Sous le premier titre Pulse, il ne fallut pas plus de dix secondes pour savoir où on se situe avec Movements. Une voix qu’on croirait sortie d’un de ces teen movie qui ont tant fleuri au début au siècle et cette guitare qui sonne tellement 90’s. Un peu grasse, ça sonne tellement post grunge. Certains y voient du post hardcore, ok pourquoi pas mais hyper mélodique alors. Il y a un vrai côté emo ce qui nous renvoie à leurs origines californiennes, du sud de cet état tellement à part dans la culture US.
Actif depuis 2015, déjà trois albums au compteur, quatre avec ce Happier Now, Movements assure un grunge soft, délicieusement vintage, ouvertement rétro.

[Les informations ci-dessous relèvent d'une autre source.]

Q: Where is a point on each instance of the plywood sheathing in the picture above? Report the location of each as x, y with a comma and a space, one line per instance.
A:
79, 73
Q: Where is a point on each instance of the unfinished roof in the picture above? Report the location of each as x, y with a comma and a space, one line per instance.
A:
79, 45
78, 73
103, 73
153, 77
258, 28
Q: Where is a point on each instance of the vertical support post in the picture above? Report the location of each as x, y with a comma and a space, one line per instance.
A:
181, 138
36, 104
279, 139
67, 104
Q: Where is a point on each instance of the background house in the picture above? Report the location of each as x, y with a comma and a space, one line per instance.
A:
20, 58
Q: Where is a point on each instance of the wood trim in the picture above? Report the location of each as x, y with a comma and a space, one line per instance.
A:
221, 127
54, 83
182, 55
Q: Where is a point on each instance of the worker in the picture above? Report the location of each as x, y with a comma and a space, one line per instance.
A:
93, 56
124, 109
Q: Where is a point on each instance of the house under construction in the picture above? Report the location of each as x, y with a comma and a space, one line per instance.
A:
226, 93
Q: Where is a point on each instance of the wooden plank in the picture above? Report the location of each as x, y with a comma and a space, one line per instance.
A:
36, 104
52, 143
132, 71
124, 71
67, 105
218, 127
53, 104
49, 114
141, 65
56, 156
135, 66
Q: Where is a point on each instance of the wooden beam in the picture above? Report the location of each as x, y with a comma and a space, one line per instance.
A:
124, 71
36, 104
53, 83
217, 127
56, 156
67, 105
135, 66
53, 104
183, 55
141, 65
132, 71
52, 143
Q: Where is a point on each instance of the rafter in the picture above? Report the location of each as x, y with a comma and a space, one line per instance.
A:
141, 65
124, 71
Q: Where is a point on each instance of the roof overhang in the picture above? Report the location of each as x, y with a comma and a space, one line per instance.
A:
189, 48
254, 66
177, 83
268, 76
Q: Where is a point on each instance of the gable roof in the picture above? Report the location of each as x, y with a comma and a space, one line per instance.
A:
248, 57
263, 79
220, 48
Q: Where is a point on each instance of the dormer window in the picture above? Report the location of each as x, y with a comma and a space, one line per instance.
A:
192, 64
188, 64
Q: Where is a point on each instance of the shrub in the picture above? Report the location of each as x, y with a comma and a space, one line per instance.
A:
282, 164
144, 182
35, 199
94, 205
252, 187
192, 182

Un vrai plaisir pour les fans du genre ou celles et ceux qui ont grandi dans les 90’s. Movements c’est la voix mélodique et plaintive de Patrick Miranda, la guitare gentiment noisy grungesque de Ira George, la basse arrondie de Austin Cressey et la batterie plaisante de Spencer York.
On est de suite dans l’ambiance je l’ai dit. L’intro de guitares de Dissolve Me attire de suite l’oreille. Le groupe a ce petit côté mélancolique (Back in my Ways) qui le rend attachant, donne une profondeur à leur musique par ailleurs plaisante à écouter. C’est bien simple, on lance l’album et on ne voit pas le temps passer. Il y a ce groove grungesque qui passe bien (Everything Is Fine), rien d’énervé ici, une écoute calme, posée, très rock, chill dirait les jeunes. Quelques envolées lyriques de Patrick Miranda offrent de vrais moments et accompagnent bien des riffs de guitares mélodiques et bien distordues.
Il y a bien cette guitare qui part dans ses délires gentiment tordus, serpentent, se promènent dans un monde coloré, un peu fade mais non dénué d’émotion. Bon groupe offrant un post hardcore accrocheur, hyper mélodique mais non sucré, donnant ainsi une profondeur à la musique de Movements.